Lantaran hal itu, ibadahnya tidak bermakna. Sebab ibadah merupakan sarana untuk mengubah akhlak menjadi baik, lebih baik, hingga terbaik. Ibadah mestinya memiliki atsar berupa semakin baiknya akhlak seseorang, bukan hanya kepada Allah Ta’ala dan Rasulu-Nya, tetapi juga kepada sesama, termasuk tetangga.
Kini, kita banyak mendapati hal ini. Tak perlu menengok ke kanan dan kiri. Tak usah melirik ke depan atau ke belakang. Cukuplah menjadikan riwayat ini sebagai bahan introspeksi kita masing-masing.
Adakah ibadah yang kita lakukan justru menjadi sebab masuknya kita ke dalam neraka? Adakah ibadah yang kita lakukan tak menghalangi diri dari perbuatan keji dan mungkar?
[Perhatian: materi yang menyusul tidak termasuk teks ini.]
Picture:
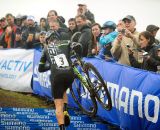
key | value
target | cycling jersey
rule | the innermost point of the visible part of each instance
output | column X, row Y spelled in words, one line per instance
column 58, row 56
column 62, row 76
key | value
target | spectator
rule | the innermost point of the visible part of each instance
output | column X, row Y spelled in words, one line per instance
column 153, row 29
column 30, row 35
column 86, row 36
column 53, row 16
column 82, row 10
column 43, row 24
column 95, row 45
column 61, row 32
column 72, row 27
column 42, row 41
column 128, row 37
column 10, row 31
column 3, row 23
column 18, row 21
column 120, row 26
column 107, row 38
column 19, row 43
column 147, row 58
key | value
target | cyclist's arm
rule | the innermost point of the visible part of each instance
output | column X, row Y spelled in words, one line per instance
column 42, row 64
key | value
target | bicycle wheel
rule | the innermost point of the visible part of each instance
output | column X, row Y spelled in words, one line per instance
column 100, row 88
column 83, row 97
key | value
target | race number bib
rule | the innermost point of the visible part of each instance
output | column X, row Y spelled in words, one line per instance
column 61, row 60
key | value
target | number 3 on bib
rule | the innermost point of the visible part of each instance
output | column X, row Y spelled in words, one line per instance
column 61, row 60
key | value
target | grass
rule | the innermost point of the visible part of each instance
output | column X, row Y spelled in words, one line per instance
column 25, row 100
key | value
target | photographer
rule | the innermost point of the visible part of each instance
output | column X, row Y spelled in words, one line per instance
column 148, row 56
column 129, row 35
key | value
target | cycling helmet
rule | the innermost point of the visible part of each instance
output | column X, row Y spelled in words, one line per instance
column 109, row 24
column 52, row 35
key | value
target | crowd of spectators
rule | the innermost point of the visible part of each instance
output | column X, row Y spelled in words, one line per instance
column 120, row 41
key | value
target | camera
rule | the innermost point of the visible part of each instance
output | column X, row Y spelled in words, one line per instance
column 123, row 31
column 127, row 45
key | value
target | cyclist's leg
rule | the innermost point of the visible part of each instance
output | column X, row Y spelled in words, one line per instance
column 59, row 112
column 66, row 114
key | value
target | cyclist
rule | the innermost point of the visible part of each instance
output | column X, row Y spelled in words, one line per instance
column 57, row 53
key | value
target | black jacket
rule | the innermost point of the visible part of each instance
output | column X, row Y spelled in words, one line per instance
column 85, row 39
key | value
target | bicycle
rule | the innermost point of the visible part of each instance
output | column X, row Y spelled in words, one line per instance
column 85, row 85
column 90, row 82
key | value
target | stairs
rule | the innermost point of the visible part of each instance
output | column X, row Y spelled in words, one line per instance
column 44, row 119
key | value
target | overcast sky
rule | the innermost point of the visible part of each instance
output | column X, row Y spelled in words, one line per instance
column 145, row 11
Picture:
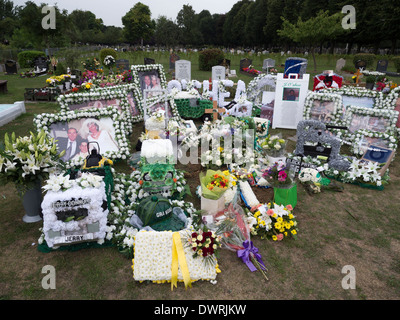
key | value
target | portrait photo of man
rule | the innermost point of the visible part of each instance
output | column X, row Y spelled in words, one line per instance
column 69, row 144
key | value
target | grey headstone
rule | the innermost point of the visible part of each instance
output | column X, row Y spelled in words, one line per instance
column 172, row 59
column 122, row 64
column 11, row 67
column 183, row 70
column 245, row 63
column 268, row 63
column 340, row 64
column 218, row 73
column 382, row 65
column 149, row 61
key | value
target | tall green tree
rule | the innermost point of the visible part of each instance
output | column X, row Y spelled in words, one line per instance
column 313, row 31
column 166, row 32
column 138, row 25
column 8, row 15
column 186, row 21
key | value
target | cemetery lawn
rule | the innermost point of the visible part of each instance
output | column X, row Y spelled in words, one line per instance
column 357, row 227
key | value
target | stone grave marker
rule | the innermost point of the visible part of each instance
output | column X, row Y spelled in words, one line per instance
column 360, row 64
column 149, row 61
column 382, row 65
column 218, row 73
column 172, row 59
column 11, row 67
column 122, row 64
column 41, row 65
column 183, row 70
column 340, row 64
column 267, row 64
column 245, row 63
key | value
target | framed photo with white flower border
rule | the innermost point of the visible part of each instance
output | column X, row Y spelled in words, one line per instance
column 357, row 96
column 162, row 102
column 149, row 76
column 103, row 126
column 324, row 107
column 102, row 98
column 363, row 139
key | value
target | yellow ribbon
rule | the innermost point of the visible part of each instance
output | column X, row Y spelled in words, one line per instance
column 179, row 260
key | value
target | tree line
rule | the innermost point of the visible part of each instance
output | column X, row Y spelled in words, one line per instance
column 249, row 23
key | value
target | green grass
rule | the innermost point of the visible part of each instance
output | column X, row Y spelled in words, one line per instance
column 308, row 268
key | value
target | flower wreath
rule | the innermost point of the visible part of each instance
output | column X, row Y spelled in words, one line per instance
column 269, row 220
column 358, row 92
column 126, row 195
column 358, row 136
column 347, row 137
column 44, row 121
column 171, row 106
column 106, row 93
column 255, row 86
column 149, row 67
column 313, row 96
column 391, row 98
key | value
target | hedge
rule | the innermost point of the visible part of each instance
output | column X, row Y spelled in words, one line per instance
column 396, row 61
column 369, row 58
column 107, row 52
column 26, row 58
column 209, row 58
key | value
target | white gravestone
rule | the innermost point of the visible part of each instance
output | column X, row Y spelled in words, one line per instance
column 183, row 70
column 218, row 73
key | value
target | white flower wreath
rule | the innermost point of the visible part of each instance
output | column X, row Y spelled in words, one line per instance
column 44, row 121
column 322, row 96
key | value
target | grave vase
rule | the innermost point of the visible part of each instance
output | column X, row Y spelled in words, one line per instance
column 32, row 202
column 286, row 195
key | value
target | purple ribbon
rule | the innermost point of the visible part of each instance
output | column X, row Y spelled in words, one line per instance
column 245, row 254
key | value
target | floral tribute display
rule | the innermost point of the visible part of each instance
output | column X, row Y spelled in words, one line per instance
column 278, row 175
column 27, row 160
column 73, row 210
column 273, row 221
column 145, row 211
column 204, row 243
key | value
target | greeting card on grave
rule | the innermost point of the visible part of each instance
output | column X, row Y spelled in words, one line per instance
column 74, row 211
column 290, row 95
column 379, row 155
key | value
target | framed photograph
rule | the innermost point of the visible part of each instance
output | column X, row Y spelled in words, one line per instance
column 324, row 107
column 291, row 94
column 267, row 105
column 149, row 77
column 153, row 104
column 78, row 132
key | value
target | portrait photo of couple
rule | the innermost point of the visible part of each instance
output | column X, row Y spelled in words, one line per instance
column 150, row 81
column 75, row 136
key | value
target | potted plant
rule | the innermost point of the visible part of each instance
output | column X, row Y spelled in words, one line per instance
column 370, row 82
column 282, row 180
column 27, row 162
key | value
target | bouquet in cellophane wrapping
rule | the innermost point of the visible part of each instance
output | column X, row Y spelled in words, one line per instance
column 234, row 231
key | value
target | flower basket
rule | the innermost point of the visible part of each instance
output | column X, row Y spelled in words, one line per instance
column 286, row 195
column 213, row 186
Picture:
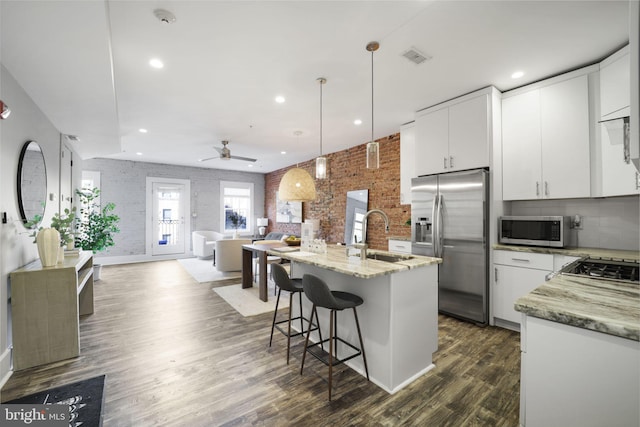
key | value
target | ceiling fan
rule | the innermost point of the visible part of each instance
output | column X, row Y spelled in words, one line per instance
column 225, row 154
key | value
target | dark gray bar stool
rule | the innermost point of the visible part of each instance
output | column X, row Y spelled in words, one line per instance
column 319, row 294
column 293, row 286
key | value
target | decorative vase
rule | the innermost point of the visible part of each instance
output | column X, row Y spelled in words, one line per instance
column 48, row 242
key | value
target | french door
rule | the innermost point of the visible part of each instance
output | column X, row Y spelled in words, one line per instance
column 169, row 225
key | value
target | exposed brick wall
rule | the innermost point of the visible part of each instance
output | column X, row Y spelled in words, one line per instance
column 347, row 172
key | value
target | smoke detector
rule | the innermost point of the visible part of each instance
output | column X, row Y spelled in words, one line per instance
column 165, row 16
column 415, row 56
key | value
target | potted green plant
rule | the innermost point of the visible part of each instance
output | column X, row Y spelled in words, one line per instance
column 237, row 221
column 63, row 223
column 96, row 226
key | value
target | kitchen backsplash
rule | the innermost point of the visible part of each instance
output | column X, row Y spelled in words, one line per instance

Sudahkah shalat lima waktu dan banyak shalat sunnah yang kita kerjakan membuat diri lebih disiplin dan berlaku jujur dalam interaksi kepada sesama manusia?
Adakah zakat, infaq, dan sedekah yang kita berikan membuat diri semakin peduli dengan masyarakat khususnya mereka yang kurang beruntung terkait kehidupan dunia?
Adakah dzikir yang senantiasa kita dawamkan membuat lisan terhindar dari mengatakan keburukan dan hanya mengatakan kebaikan atau memilih diam?
Sungguh, ini persoalan yang sangat penting. Hendaknya kita menjadi orang pertama yang mengamalkannya. Sebab jika tidak, Islam, Allah Ta’ala, dan Rasulullah Shallallahu ‘Alaihi Wa sallam akan dihina dan dicap buruk lantaran kelakuan yang kita lakukan ini.